I wanted us to get a little education under our belts (even though she’s currently on spring break), so I proposed a documentary. Knowing my child, I knew it would need to be a doc that covered a subject matter she liked. In steps DisneyNature to the rescue.
We started with Penguins (2019). Following the hijinks of Adélie penguin Steve, the film is narrated by Ed Helms and shows the incredibly harsh and hardy lives of penguins in Antarctica. Steve the penguin is a bit of a goofball and Helms’s narration is totally perfect for the antics of the Adélie colony.
Penguins covers Steve’s foray into finding a mate, helping to raise 2 chicks and avoiding predators like leopard seals and orcas. It’s surprisingly touching, has breathtakingly beautiful cinematography and an absolute star in Steve the penguin. The kid and I were enthralled.
Dear daughter and I travelled from the snowy, windswept barren of Antarctica to the varied landscapes of Asia in Born in China (2016). Covering multiple seasons and following 3 families, the direction jumps from the high, cold steppes, to the lush interior forests. In the forests, YaYa and MeiMei (mother-daughter panda) were a comedic duo; MeiMei determined to climb a tree and persistently rolling down hills, kept us on stitches.
On the steppes, Dawa the snow leopard and her 2 cubs were an emotional watch for us. After interlopers hoarded in her territory, Dawa was forced to hunt on the hills themselves. Chasing after a herd of yak, she was gored by a mother protecting her calf. Fatally injured, the final shot of Dawa is her figure partially buried in the snow. On a somewhat happier note, her 2 cubs appeared to survive and grow. They were seen during the end credits and had filled out considerably.

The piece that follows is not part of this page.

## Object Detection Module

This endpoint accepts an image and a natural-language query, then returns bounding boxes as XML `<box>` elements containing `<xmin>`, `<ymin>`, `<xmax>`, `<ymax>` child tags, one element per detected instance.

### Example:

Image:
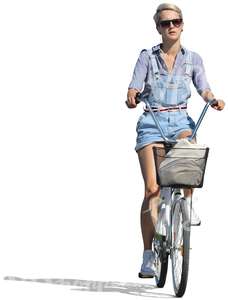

The final furry family profiled were TaoTao the golden monkey and his troop. As a 2 year old juvenile, TaoTao was somewhat pushed aside for his newborn sister. Fleeing to a group of all male monkeys dubbed “The Lost Boys,” TaoTao ends up on the outside with his bio-family. In trying to get back in with his father Rooster, nothing works until he saves his baby sister from a goshawk. The power of family overcomes pride (and testosterone) and the troop huddles together to stave off the freezing winter snows.
The challenges of quarantine with kids can be a bit easier with these educational (and sometimes emotional) documentaries. Add in a bit more learning opportunities and discover facts about the total population of snow leopards or the diet of golden monkeys. Keep your kids engaged and their minds active and we’ll through this without our last good nerve being stepped on.
Or at least not having to listen to the opening sounds of Jessie for the 876th time.
All DisneyNature documentaries can be found on Disney+.